Piazza d'Italia. Eine Geschichte aus dem Volk in drei Akten, mit einem Epilog und einem Anhang.
| Info | Berlin, Wagenbach, 1998. 22 cm. 187 S. Geb. Zustand: sehr gut. |
| Sprache | Deutsch |
| ISBN | 3803131375 |
| CHF | 9,-- |
4201C.
In seinem Debütroman „Piazza d’Italia“ entwirft Antonio Tabucchi eine tragikomische Volksfabel, die die moderne Geschichte Italiens aus der Perspektive der Verlierer erzählt. Über drei Generationen hinweg folgt das Buch einer Familie von unverbesserlichen Anarchisten und Rebellen, die im fiktiven toskanischen Dorf Borgo für soziale Gerechtigkeit kämpfen. Die Handlung setzt Mitte des 19. Jahrhunderts bei der italienischen Einigung (Risorgimento) mit dem Urvater Plinio ein, der an der Seite Garibaldis kämpft und seinen amputierten Fuss voller Trotz über die vatikanischen Mauern wirft. Seine Nachkommen, darunter Figuren mit symbolischen Namen wie Garbaldo, Quarto und Volturno, setzen diesen generationenübergreifenden Widerstand fort, während das Land zwei Weltkriege durchlebt und die faschistische Ära durchleidet.
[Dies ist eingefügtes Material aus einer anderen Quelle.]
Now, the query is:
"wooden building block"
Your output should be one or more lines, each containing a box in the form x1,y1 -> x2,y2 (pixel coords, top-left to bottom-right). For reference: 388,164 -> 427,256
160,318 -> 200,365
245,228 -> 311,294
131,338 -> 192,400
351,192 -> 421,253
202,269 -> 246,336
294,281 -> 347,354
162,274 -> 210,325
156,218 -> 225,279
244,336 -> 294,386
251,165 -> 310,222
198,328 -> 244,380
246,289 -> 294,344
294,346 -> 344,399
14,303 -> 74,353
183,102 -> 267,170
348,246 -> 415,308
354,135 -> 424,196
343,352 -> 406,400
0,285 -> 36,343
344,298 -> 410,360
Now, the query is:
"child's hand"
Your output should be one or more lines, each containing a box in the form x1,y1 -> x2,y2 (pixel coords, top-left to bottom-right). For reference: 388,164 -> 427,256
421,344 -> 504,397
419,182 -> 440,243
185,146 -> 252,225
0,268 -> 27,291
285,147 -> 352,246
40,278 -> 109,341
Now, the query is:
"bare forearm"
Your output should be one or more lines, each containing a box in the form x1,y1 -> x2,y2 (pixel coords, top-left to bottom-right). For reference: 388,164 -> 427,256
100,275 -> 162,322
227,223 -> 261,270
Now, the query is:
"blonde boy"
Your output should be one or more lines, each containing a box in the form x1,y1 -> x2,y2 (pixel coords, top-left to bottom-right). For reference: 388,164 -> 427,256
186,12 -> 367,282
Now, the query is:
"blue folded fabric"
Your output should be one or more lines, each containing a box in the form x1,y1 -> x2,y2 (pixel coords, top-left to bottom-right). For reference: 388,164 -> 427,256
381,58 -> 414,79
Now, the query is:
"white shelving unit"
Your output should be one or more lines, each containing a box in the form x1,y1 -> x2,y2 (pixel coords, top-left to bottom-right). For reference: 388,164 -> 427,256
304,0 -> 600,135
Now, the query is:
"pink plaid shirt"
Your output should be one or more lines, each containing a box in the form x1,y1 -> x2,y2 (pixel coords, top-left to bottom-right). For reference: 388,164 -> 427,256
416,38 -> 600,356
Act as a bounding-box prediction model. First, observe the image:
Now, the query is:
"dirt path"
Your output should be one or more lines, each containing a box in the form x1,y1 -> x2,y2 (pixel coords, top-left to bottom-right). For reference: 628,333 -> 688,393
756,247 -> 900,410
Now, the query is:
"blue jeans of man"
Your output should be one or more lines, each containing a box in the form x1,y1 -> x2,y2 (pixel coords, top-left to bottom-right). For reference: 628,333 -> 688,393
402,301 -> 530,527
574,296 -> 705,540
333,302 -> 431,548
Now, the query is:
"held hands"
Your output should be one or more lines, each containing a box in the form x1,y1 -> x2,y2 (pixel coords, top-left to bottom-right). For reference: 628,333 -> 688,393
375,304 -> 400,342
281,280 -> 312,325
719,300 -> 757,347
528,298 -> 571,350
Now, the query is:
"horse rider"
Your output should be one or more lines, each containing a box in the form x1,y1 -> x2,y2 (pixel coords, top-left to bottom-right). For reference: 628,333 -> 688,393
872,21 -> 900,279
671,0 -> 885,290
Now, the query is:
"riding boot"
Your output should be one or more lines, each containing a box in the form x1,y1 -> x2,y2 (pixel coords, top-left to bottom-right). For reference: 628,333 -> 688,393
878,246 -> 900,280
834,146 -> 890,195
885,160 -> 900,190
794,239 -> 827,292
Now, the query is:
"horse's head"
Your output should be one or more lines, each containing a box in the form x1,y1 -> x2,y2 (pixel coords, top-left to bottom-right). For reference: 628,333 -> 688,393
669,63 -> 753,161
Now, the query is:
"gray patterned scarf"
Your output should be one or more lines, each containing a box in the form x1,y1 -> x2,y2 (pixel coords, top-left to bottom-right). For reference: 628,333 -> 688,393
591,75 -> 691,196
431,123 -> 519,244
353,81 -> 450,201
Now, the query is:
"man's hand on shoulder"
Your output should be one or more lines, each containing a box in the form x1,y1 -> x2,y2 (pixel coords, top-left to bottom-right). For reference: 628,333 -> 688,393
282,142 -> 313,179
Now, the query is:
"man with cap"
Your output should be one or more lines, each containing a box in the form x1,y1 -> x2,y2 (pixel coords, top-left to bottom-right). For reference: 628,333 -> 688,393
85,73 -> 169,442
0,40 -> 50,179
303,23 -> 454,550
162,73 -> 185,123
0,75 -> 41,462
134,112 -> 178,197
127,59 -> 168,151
Sie begehren gegen jede Form von Obrigkeit auf, sei es die königliche Garde, die Faschisten oder die Nachkriegspolizei, was für die einzelnen Familienmitglieder oft in Armut oder einem absurden Tod endet. Zusammengehalten wird diese Dorfgemeinschaft von willensstarken Frauen und dem titelgebenden Hauptplatz, der „Piazza d’Italia“, die als stummer Zeuge den Wandel der Epochen, das Aufstellen und Abreissen von Denkmälern sowie den unaufhaltsamen Verlust einer archaischen bäuerlichen Welt miterlebt. Tabucchi nutzt eine unkonventionelle, nicht-lineare Erzählstruktur aus kurzen, fast filmischen Bildern, die von melancholischem Humor geprägt sind, um ein Stück gelebte Antihistorie abseits der offiziellen Geschichtsschreibung zu schaffen.